“Federer Wins the French Open?”
Well it hasn't happened quite yet, but I am going to go out on what I think is a thick tree limb and make an early prediction - the world’s number one will finally conquer the grand slam title that has been so elusive to so many previous former number one’s such as Sampras, Connors, McEnroe, Edberg, Becker, Newcombe, and Smith.
Can Federer do what tennis legends Jimmy Connors, John McEnroe, and Pete Sampras couldn't, Win at Roland Garros?
So, how did I come to such a conclusion when the king of clay, Rafael Nadal, currently has Federer’s number on the red dirt? It’s quite simple, Federer is adapting and improving on the clay each and every year that passes. Federer, unlike many of the players mentioned above, has proven that he can win regularly on clay and consistently defeat even the best clay court players in the world…except, of course that fighting bulldog, Rafael Nadal, at least so far. However, Federer's confidence and clay court prowess is growing with each clay court tournament he enters and this is not good news for the rest of the field including Mr. Nadal, who I think will go down to Federer at the French in an easy four set final.
Rafael Nadal is currently the king of the dirt ballers.
Federer’s clay court record the past two years has been impressive, considering how little he plays on the dirt compared to some of the clay court specialists. In 2005 Federer played a total of only three clay court tournaments, whereas the 2005 French Open Champion Nadal played 11. Just think how much better Federer would be if he devoted more of his time to playing on the clay. I personally think it would be in Federer’s interest to add a couple more warm up tournaments on the red clay before the French since he has proven the longer he plays on it, the better he adapts.

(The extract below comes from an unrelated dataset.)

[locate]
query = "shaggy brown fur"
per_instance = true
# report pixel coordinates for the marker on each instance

So let’s look at the facts. It appears Federer is progressing rapidly with each passing year of the clay court season. He has won three clay court tournaments the previous three years, not bad for a part-time clay courter. Not only has Federer, who many do not think of as a dirt baller, won the Hamburg clay court title the last two years, but Federer also has had impressive wins against several former French Open Champions and former Finalists, defeating many of the so-called clay court specialists along the way.
Roger Federer seems to be improving with each clay tournament he plays.
Since 2003, Federer has had clay court wins over former French Open champions Carlos Moya (1998 champion), Juan Carlos Ferrero (2003 Champion), and Gaston Guadio (2004 Champion). He has also defeated top 10 ranked players and clay court specialists Guillermo Coria (2004 Finalist), Tommy Robredo, Fernando Gonzalez, and David Ferrer. This year, Federer reached the final of his first clay court tournament, losing to Nadal in a close four setter and he came oh so close to beating Nadal in Rome last week.
Observing Federer the past few years, I have seen a man who is not only the most dominant player in men’s tennis, but a true student of the game. Federer is a man who seems to value his place in tennis history and he has a desire to go down as the best all court player the game has ever seen. And, from my vantage point, he's not far away.
Some might not agree, but I think Federer’s game is primed and ready to take his first clay court grand slam title in 2006. I also think he will follow by winning Wimbledon and the U.S. Open to close out the greatest feat of all, the same year Grand Slam! It would be an incredible feat, which is why I said I would need a very thick tree limb to climb out on. Right or wrong, it should be fun watching.